Can an employer refuse to give a reference letter?

Quebec Court of Appeal declines to award damages for wrongful dismissal but employer must pay $5,000 for refusing to give reference letter

A Quebec employer's refusal to give an employee whose contract it wrongfully ended a reference letter warranted $5,000 in damages, despite the fact wrongful dismissal damages weren't necessary, the Quebec Court of Appeal has ruled.

In a September 2013 ruling, one of the issues before the court was whether an employee could be awarded non-monetary damages on account of alleged wrongful conduct by the employer when it did not renew her contract of employment. It was submitted that management had shown bad faith, among other things, by refusing to give the employee a letter of reference.

This case involved two teachers at a private high school in Montréal, Irène Arseneault and Sylvia Mauri. Both were hired on a yearly basis, under letter agreements in which the length of their contract and certain of their employment conditions were set out. A standard form contract, which included a description of their rights in relation to certain non-monetary aspects, was also provided to all faculty.

Arseneault had been a drama teacher for the high school almost without interruption since 1989. Although she did not have a teaching permit as required by the Department of Education, the department had always granted her a "letter of tolerance" allowing her to teach. Thus the school had hired her, on a year-to-year basis, until 2008, the year management decided that a teaching permit was now mandatory and Arseneault’s teaching contract could not be renewed. In the year after her contract was not renewed, Arseneault did not find another job and had to settle for part-time teaching duties from which she earned a modest income.

Mauri taught French and Italian. The record shows that her work was satisfactory and that over the years her teaching contract had been renewed seven times. Owing to what it said was a curriculum change, the school having chosen in the future to offer Spanish instead of Italian, Mauri was told that her contract would not be renewed. When she requested a letter of reference, the principal of the school refused to give her one. In the year after her contract was not renewed, she nevertheless found a one-year replacement position teaching in another institution.

It is worth noting that in the months before Arseneault’s and Mauri’s employment ended, management of the school had tried to get the employees to waive the implementation of compensatory measures resulting from a pay equity process. Contrary to the conclusions reached by an anonymous ad hoc committee which had studied the matter, management claimed that the measures would yield only an insignificant benefit for the employees. Arseneault and Mauri were suspected of being behind the ad hoc committee, and they alleged this was the reason why they had been let go.
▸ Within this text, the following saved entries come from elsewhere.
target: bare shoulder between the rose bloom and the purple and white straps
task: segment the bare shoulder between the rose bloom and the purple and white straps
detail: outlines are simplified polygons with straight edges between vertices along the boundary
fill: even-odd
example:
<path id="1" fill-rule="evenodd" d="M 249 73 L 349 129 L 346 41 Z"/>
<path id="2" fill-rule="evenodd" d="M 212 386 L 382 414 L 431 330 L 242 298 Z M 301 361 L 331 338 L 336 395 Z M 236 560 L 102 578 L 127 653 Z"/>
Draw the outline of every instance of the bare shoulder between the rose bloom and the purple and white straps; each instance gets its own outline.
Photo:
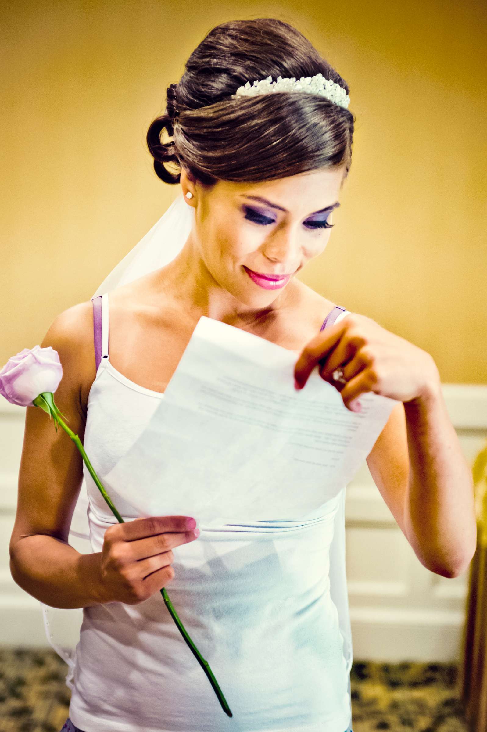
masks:
<path id="1" fill-rule="evenodd" d="M 92 301 L 68 307 L 48 327 L 41 347 L 51 346 L 63 367 L 63 389 L 70 389 L 81 414 L 86 414 L 86 400 L 94 377 L 93 306 Z"/>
Although the trial judge came down very hard on the principal of the school, calling the reasons given by management to justify not renewing the contracts an excuse, she nevertheless found that the employer was entitled to terminate the contracts and dismissed the action.

Court of Appeal decision

The Court of Appeal began by considering whether or not, in the circumstances, the contracts had in fact been renewed automatically. It noted that the standard contract contained a clause providing that a party could prevent automatic renewal from taking place as long as written notice was given prior to the last school day of March of the current year. In this case, since such notice was not given within the allotted time, the court was of the opinion that Arseneault’s and Mauri’s contracts had been renewed for an additional year.
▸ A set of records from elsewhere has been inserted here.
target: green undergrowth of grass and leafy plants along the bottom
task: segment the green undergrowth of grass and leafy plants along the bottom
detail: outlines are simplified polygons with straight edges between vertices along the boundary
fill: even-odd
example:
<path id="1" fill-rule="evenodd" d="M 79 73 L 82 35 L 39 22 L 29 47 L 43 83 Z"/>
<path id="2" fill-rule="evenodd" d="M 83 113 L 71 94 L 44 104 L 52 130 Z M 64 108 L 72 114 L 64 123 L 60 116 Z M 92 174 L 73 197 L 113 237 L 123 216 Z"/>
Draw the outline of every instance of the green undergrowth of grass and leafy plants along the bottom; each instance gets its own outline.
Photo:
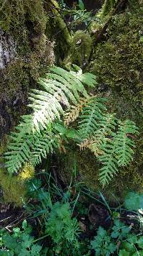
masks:
<path id="1" fill-rule="evenodd" d="M 31 202 L 24 208 L 30 218 L 10 227 L 10 232 L 0 229 L 1 255 L 142 255 L 142 194 L 128 193 L 122 205 L 117 201 L 111 208 L 101 192 L 94 193 L 74 179 L 69 182 L 60 188 L 44 170 L 29 181 Z M 106 213 L 101 224 L 89 218 L 91 206 L 100 210 L 92 212 L 95 219 Z M 134 219 L 122 219 L 128 211 Z M 105 229 L 107 219 L 110 224 Z"/>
Agreeing with the trial judge on the circumstances surrounding the termination of Arseneault’s and Mauri’s employment, the court went on to find that management’s attitude had been wrongful and that the terminations had been carried out illegally, the reasons given for them having been mere excuses.

Consequently, the court awarded damages for the wages lost by Arsenault. In Mauri’s case, the court did not see fit to award her any damages for lost wages, since she had succeeded in finding full-time work during the year after her employment with the school ended. However, the court awarded her $5,000 in damages on account of the school’s refusal to give her a letter of reference. While it declined to affirm that an employer had an obligation to provide a letter of reference, the court stressed that such a refusal must not be contrary to good faith requirements, especially since a curriculum vitae is an integral component of a person’s reputation. Given the particular circumstances in which the employment ended, the unexplained gap, in the court’s view, warranted an award for damages.
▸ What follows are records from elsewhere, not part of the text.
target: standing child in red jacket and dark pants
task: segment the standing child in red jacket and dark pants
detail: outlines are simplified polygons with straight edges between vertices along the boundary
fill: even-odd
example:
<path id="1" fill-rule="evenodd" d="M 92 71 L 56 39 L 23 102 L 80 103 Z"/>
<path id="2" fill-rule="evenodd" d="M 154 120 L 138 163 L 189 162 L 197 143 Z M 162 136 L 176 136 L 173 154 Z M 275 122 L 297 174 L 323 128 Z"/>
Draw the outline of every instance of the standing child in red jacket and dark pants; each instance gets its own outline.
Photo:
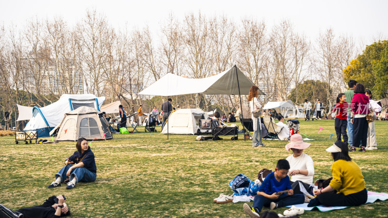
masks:
<path id="1" fill-rule="evenodd" d="M 336 112 L 336 120 L 334 121 L 334 128 L 337 134 L 337 140 L 341 140 L 348 145 L 348 135 L 346 134 L 346 126 L 348 124 L 346 118 L 348 116 L 348 103 L 346 103 L 346 96 L 344 93 L 339 93 L 337 97 L 337 104 L 332 112 Z M 355 150 L 354 150 L 355 151 Z"/>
Characterizing management’s behaviour in this case as abuse of authority, the court concluded that the employer had acted contrary to good faith requirements when it refused, for no apparent reason, to provide the letter requested.

In essence, the take-away from this decision is that an employer is not obliged to provide a letter of reference. However, it cannot refuse to give a letter of reference to a dismissed or resigning employee who requests one, without providing a reason or citing a reason that is not legitimate. It risks being ordered to compensate its ex-employee for damage to reputation if it does.

For more information see:

Arseneault c. Sacred Heart School of Montreal, 2013 CarswellQue 9564 (Que. C.A.).